Captain Devlin had heard things while he was hiding from the Inquisition in a brothel. Secrets about the future marquis weren’t easy to come by, but some gossip was impossible to contain. Jocelynn knew that Owain had made a habit of visiting houses of ill repute for years as a young man, often accompanied by Sir Kaefin and Sir Broll before both men had died at the hands of a witch called Lynnda.

Jocelynn knew exactly the sort of man Owain truly was, only by the time she’d seen behind the mask, it was far too late.

"Even if it would make you happier, I can’t do it," she said, shaking her head at the altar. "The most I can do is to take revenge for you," she said, speaking the words aloud for the first time since Eleanor had died. "I, I know that Cousin Eleanor would scold me for this. She, she didn’t sacrifice her life to watch me throw mine away," she admitted.

"But... I can’t do it anymore, Ash," Jocelynn continued. "This way, at least I can stop him from hurting anyone else. Whatever happens after that, I won’t have to care about. Even if he doesn’t take me with him, I’ll never escape the march alive after killing a marquis. They’ll take my head or burn me at the stake as a witch."

"That’s why... That’s why I wish you really were a witch," Jocelynn said softly. "If you really were a witch, then you’d have to find your way to another life, and I... I could find you there. If we could be sisters again, I swear, I’d be a better one. I’d race you to be born first, so I could take up all the burdens. I’d...."

"I’d do anything, just to see you again," Jocelynn said, lowering her head in shame. "I’m that selfish, even now."

It was a fantasy.

A stupid, silly, childish, selfish, naive, arrogant, blasphemous fantasy. Even if her sister couldn’t reach the Heavenly Shores because she bore the mark of the witch, she’d done more to meet her struggle than Jocelynn ever had. Perhaps, if they met in the next life, Jocelynn would be lucky enough to be Ashlynn’s chambermaid...

But then, if Ashlynn didn’t reach the Heavenly Shores in her next life, she’d certainly earned a chance to be a princess or a queen... And Jocelynn had no business being anywhere near someone as brilliant and worthy as her sister.

"Mother and Father will hate me for what I’ve done," she said. "And more for what I’m going to do. But, I have to do at least this much to make it up to you," she said. "I can’t let him get away with killing you and having the whole world think that it was demons."

"The world might never get to know the truth," she said softly. "But if you can’t be in this world, he can’t be in it either. And once he isn’t in it, there’s no more reason for me to hang on anymore..."

"I’ll come to see you soon," Jocelynn said, picking up the half-eaten basket that held her breakfast and carrying it to the altar.
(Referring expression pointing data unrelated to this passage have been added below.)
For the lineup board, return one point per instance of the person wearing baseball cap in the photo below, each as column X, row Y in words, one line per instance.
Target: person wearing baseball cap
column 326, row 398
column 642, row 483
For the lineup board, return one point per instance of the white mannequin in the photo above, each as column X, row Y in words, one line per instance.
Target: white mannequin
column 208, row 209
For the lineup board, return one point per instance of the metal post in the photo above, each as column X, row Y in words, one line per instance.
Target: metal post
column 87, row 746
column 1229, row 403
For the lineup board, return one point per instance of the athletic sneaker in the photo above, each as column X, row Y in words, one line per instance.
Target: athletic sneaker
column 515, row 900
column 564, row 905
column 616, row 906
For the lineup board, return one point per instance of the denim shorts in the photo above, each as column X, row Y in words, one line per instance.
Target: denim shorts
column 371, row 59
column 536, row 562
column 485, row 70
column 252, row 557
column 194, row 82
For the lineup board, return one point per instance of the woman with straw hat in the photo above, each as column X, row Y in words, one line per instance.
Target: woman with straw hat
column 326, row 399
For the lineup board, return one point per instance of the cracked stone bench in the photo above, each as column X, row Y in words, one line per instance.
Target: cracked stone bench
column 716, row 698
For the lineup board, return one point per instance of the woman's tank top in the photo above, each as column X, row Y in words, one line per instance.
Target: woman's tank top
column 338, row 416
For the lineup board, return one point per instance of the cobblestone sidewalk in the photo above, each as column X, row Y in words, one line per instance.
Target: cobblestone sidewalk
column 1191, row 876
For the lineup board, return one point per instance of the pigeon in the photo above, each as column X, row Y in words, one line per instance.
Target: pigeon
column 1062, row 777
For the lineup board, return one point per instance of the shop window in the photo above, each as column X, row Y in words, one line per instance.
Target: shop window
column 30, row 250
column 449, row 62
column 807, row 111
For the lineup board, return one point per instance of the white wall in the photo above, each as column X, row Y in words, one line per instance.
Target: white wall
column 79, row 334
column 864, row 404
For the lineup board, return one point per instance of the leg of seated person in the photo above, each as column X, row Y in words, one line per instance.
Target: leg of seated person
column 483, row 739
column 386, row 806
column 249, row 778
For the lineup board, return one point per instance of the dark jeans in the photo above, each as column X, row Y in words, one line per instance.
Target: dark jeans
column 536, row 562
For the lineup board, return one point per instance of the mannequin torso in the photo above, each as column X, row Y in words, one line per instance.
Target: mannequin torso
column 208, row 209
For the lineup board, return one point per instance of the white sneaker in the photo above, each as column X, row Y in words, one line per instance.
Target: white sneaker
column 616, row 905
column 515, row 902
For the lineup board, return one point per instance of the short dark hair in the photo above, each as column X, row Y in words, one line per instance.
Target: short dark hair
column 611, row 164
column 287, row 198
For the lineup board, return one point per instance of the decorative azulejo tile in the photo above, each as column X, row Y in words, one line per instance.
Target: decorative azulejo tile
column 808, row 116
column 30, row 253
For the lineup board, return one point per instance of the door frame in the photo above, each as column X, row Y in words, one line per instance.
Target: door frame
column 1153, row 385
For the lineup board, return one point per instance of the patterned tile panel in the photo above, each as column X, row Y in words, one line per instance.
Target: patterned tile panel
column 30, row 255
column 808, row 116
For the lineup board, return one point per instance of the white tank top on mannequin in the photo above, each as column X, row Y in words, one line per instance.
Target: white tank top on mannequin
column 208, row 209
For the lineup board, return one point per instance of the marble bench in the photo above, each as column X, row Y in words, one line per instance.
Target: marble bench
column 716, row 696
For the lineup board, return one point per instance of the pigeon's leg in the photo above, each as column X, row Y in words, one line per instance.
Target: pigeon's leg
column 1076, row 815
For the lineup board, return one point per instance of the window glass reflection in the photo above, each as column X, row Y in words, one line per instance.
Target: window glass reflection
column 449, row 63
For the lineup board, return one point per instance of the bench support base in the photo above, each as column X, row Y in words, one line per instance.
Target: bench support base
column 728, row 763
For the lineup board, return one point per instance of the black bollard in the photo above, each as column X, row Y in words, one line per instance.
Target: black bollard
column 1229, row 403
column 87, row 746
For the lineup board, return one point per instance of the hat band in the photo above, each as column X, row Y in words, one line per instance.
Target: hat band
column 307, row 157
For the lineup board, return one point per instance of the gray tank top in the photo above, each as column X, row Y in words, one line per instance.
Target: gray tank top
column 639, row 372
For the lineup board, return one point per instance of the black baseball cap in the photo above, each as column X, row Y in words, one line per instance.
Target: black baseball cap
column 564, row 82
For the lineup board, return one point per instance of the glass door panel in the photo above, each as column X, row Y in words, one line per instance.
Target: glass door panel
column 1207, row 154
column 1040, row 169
She walked around the altar before sitting down on the cold, hard stones and leaning her back against the polished stone of the altar, where she could see the sky getting brighter through the stained glass window.

"When it’s all over, however many times I have to struggle through life, I’ll do it, until I can see you to say ’I’m sorry’ in person, and to make it up to you," Jocelynn promised.

"But for now, I just want to sit with you for a little while, to watch the sun come up, one more time," she said. "And then, I’ll let the people in, so we can all say goodbye... until we meet again."